You just can't escape all the media circus about the meltdown of the subprime mortgage market and predatory lending. Some of this is warranted as the greed from home buyers and home lenders alike fueled some crazy lending. "One Day out of Bankruptcy loans" was some of the marketing we'd receive from some of the subprime lenders. Would you borrow hundreds of thousands of your dollars to someone that just got out of bankruptcy one day ago?
I've also seen major abuses and fraud from the following: borrowers, mortgage companies, appraisers, and title companies. The exposure that is being brought to these practices is likely to continue with some big names taking the stage. What you think about some long-standing names in these industries will be changing. Remember when Enron was Wall Street's darling? Not so anymore huh? The same will be said of some real estate heavyweights when the dust settles.
What has me concerned today though is when the corrective actions go to far and stray from the objective at hand. Last night I finished reading proposed legislation from the Minnesota House of Representatives that will make ALL Stated Income, No Documentation, and Negative Amortization loans illegal in our state. This concerns me a ton.
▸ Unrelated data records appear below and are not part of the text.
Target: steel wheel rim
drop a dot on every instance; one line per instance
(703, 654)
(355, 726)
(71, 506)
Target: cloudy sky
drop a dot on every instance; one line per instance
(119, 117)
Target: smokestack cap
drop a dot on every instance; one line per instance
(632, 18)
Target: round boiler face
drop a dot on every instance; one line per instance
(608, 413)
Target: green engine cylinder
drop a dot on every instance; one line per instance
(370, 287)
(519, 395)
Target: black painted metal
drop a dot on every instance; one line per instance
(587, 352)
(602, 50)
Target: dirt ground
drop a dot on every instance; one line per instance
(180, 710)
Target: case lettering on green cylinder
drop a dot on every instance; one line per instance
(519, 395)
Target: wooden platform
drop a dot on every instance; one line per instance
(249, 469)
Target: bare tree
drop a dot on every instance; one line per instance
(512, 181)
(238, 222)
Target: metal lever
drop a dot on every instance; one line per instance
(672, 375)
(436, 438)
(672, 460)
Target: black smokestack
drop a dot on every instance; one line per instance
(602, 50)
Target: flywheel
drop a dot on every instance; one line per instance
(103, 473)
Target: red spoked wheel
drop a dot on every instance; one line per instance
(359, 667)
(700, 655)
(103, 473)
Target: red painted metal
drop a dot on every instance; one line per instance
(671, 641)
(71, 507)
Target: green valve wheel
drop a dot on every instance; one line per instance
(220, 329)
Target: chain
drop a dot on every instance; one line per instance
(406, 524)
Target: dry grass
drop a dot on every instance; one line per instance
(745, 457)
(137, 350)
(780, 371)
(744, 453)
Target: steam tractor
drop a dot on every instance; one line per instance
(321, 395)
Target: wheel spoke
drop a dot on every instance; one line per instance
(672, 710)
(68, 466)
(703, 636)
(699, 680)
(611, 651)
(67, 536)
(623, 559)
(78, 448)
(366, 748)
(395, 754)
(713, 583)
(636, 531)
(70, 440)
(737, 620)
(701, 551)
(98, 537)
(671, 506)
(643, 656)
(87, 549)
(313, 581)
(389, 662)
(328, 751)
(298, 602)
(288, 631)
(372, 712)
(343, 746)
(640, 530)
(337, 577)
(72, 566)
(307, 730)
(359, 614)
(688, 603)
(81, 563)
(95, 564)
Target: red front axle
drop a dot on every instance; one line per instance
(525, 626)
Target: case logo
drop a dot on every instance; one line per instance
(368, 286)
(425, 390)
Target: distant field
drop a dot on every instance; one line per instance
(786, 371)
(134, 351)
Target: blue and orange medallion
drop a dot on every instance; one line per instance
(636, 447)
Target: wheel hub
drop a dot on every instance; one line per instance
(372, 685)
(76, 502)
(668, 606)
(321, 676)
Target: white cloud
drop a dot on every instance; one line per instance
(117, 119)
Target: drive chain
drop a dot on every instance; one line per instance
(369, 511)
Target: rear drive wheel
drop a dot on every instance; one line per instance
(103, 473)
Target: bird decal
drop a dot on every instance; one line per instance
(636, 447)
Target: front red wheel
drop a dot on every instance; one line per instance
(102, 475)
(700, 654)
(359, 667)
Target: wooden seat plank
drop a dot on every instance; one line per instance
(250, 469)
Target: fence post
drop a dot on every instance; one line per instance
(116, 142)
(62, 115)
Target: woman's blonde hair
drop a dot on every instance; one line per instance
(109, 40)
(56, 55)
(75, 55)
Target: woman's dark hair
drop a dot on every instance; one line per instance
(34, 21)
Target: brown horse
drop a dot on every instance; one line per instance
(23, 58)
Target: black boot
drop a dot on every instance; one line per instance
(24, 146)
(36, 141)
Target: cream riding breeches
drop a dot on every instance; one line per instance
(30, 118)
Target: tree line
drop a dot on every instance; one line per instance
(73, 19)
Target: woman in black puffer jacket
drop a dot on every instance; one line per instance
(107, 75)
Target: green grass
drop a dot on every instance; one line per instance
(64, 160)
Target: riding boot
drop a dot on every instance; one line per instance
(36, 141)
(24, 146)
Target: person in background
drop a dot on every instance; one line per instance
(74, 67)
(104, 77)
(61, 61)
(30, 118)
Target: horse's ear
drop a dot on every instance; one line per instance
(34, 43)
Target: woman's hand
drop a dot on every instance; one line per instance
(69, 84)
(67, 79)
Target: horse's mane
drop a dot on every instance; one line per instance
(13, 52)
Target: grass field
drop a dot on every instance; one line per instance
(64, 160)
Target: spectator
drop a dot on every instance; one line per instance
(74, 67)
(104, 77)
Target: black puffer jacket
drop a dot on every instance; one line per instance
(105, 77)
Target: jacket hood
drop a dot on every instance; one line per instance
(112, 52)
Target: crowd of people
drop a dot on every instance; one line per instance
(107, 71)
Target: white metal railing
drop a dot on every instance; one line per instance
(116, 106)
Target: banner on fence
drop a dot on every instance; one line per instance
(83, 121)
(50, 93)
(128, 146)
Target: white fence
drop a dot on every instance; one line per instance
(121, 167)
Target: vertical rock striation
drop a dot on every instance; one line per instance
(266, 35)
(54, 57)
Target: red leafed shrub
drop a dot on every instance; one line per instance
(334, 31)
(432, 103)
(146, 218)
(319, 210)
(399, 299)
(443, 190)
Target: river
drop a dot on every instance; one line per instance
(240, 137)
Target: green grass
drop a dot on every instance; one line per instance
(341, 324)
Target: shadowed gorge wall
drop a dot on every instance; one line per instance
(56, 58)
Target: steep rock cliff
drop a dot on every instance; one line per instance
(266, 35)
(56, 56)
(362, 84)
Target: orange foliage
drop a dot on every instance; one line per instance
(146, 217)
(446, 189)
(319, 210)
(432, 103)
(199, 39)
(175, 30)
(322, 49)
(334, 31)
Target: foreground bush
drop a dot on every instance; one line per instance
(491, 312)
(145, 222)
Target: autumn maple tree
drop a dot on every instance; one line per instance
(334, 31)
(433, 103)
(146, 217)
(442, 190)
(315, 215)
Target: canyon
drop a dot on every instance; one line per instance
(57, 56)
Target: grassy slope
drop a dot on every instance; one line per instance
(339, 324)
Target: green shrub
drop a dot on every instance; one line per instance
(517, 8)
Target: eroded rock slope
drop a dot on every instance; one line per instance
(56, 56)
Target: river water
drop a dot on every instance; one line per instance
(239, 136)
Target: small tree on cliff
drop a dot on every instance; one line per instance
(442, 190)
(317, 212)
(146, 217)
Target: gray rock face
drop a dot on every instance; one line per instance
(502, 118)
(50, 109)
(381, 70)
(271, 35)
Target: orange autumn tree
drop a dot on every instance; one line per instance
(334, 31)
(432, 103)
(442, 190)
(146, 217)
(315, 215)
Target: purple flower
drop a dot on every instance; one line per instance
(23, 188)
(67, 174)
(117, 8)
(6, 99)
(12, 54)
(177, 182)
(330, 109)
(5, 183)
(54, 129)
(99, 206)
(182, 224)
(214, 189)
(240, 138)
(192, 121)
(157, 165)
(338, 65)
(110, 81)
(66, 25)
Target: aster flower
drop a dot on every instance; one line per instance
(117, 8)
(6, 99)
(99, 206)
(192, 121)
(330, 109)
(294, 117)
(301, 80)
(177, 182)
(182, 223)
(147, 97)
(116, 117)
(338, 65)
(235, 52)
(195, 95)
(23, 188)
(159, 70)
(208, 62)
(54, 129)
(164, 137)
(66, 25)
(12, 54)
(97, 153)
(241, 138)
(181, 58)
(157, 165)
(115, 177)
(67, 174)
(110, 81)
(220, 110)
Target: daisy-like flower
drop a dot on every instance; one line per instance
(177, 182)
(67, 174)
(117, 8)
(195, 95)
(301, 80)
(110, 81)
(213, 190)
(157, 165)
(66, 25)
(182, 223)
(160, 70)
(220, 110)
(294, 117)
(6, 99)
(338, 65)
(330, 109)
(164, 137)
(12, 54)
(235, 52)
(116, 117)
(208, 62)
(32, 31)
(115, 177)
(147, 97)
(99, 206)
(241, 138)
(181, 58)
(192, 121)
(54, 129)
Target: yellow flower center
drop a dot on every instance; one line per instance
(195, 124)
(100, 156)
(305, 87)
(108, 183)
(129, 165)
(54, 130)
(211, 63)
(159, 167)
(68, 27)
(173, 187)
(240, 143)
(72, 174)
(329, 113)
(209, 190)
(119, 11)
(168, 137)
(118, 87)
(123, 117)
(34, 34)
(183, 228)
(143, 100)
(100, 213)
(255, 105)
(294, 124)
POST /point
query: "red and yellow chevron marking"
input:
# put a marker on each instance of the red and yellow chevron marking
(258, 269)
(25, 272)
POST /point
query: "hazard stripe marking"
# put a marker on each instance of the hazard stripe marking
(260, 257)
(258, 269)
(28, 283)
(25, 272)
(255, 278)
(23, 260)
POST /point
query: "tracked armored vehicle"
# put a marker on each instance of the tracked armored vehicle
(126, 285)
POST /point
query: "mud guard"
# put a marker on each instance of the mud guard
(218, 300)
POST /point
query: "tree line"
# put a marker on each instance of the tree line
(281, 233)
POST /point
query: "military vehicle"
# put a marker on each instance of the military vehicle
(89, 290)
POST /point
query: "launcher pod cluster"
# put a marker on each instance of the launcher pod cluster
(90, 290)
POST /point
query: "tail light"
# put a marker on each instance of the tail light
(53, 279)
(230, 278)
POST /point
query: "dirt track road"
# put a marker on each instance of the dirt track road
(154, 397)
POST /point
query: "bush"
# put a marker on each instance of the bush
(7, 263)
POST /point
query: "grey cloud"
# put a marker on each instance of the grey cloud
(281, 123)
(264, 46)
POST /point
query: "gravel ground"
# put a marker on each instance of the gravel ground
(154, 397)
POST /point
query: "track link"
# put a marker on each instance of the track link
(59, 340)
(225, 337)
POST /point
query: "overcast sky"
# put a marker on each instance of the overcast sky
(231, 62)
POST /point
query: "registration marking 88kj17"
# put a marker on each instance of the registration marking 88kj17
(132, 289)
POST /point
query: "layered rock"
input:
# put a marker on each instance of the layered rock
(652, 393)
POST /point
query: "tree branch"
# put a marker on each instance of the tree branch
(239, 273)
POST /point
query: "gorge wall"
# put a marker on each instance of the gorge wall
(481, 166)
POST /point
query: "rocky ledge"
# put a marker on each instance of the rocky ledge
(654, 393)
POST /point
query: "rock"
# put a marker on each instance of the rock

The problems we are witness to today is not the fault of the LOAN PROGRAM, but of the application of it. Fault the borrower, loan officer, and lender alike maybe but not the program itself. It is similar to the debate of "guns don't kill people, people kill people."
In my mortgage planning practice I never advise someone to use a particular loan program unless they know the "why" behind why we are using it. Each loan program, when put into application for the purpose it was designed, does not cause problems. When borrower's flat-out lie about their income or loan originators don't fully explain the program parameters, or lenders relax guidelines to subprime borrowers (who by definition are less worthy credit risks) then you see the problems that appear today.
By eliminating these loan programs the government will effectively take away financing options for strong credit, self-employed borrowers. These folks are a vibrant part of our local economy with money to spend and demonstrated repayment traits.
The goal should be to stop abuse not limit choices. That's my two-cents.